“Young Scholars” Camps Returning This Summer for Area Youth
April 20, 2015
BLOOMINGTON, Ill.— For the second consecutive year, Illinois Wesleyan University will
offer “IWU Young Scholars” camps. This academic summer enrichment program offers camps
for students from fourth through eighth grades that incorporate a liberal arts focus
through hands-on activities and student-designed projects. The camps are taught in
small classes by licensed teachers and Illinois Wesleyan faculty.
“Inventions/Innovations,” a camp for students entering fourth or fifth grade, will allow students the opportunity
to use facilities on campus, from the computer labs to the observatory, to analyze
how inventions impact our lives.
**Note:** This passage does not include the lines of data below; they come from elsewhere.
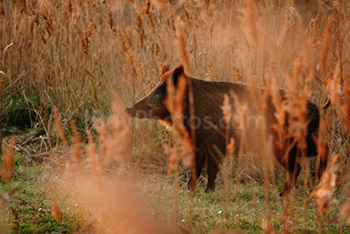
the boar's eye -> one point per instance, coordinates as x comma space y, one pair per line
162, 89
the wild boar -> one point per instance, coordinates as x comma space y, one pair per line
212, 133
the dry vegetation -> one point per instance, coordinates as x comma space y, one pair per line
63, 61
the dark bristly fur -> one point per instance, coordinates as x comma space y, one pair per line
210, 145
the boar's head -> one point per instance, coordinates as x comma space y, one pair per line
152, 106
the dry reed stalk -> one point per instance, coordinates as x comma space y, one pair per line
345, 105
91, 152
249, 20
122, 41
76, 152
101, 128
181, 44
345, 212
7, 158
4, 160
325, 46
56, 212
110, 22
324, 191
210, 73
139, 28
159, 4
58, 126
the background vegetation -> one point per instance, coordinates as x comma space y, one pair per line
90, 59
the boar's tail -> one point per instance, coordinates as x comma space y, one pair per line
327, 104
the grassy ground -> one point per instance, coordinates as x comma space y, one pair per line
27, 204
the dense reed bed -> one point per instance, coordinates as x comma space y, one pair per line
73, 162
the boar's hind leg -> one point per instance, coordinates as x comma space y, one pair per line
212, 169
200, 160
293, 167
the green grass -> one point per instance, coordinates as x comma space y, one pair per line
29, 207
29, 210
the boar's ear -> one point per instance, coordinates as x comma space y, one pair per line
165, 68
177, 73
Students can develop their own creations to address
a problem they identify, and use 3D printing as they consider the whole invention
process from design, cost analysis, prototyping and testing.
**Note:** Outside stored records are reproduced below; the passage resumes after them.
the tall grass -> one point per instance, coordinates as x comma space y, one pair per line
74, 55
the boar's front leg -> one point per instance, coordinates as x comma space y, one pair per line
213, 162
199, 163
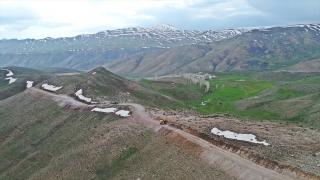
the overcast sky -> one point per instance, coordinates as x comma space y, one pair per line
67, 18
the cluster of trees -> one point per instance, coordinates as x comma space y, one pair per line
197, 80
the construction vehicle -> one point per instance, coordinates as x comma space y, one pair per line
165, 121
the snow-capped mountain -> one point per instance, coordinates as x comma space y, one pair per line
155, 37
87, 51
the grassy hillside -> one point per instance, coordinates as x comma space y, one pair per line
280, 96
23, 75
40, 140
102, 85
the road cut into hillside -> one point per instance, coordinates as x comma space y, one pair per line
231, 163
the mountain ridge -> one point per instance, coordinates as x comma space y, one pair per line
85, 52
268, 49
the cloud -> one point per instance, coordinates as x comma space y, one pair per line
289, 12
39, 19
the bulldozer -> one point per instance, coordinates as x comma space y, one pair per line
165, 121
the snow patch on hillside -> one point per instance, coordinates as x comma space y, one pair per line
80, 96
236, 136
10, 73
105, 110
29, 84
11, 80
123, 113
50, 87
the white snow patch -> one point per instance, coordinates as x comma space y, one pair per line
50, 87
10, 73
29, 84
80, 96
123, 113
105, 110
241, 137
11, 79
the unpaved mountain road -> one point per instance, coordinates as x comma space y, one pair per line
231, 163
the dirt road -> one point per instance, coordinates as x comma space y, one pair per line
231, 163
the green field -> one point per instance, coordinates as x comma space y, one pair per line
276, 96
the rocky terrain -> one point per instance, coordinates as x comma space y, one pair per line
87, 51
84, 52
266, 49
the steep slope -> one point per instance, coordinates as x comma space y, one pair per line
41, 140
85, 52
22, 75
308, 66
267, 49
103, 86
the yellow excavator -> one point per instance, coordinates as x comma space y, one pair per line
165, 121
The “Young Scientists” camp is for students entering sixth through eighth grades. Hands-on experimentation
and student-designed projects are the focus of this camp, providing students multiple
opportunities to work through the experimental process in a variety of disciplines
including biology, physics, chemistry, environmental studies, programming and photography.
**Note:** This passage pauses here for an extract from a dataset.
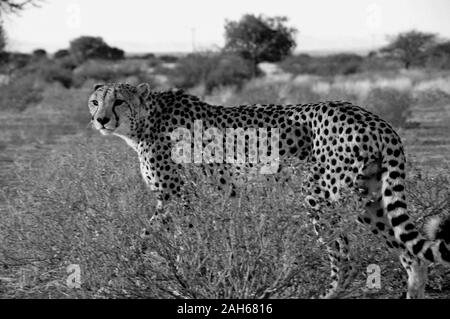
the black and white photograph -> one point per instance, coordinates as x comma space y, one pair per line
240, 150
Enrollment in “Young Scientists” is currently at capacity; organizers encourage those
who are interested to add their names to a waiting list.
Students will share their ideas in a supportive environment modeled on the popular
ABC television program Shark Tank. “Professors will give the students feedback not only in developing their ideas,
but also helping them understand better the underlying science,” said Gabriel C. Spalding,
B. Charles and Joyce Eichhorn Ames Professor of Physics. “We think this will give
the students a sense of ownership over the material. We’re going to try and help them
come up with fantastic ideas.”
In developing the program, faculty from across a variety of disciplines worked with
IWU alumni and current educational studies students to design a curriculum that fully
utilizes the college environment and campus facilities to offer children a variety
of opportunities for exploration.
“It turns out this was such a successful model that only four students from our community
who participated last year are not returning this year, and they have scheduling conflicts,”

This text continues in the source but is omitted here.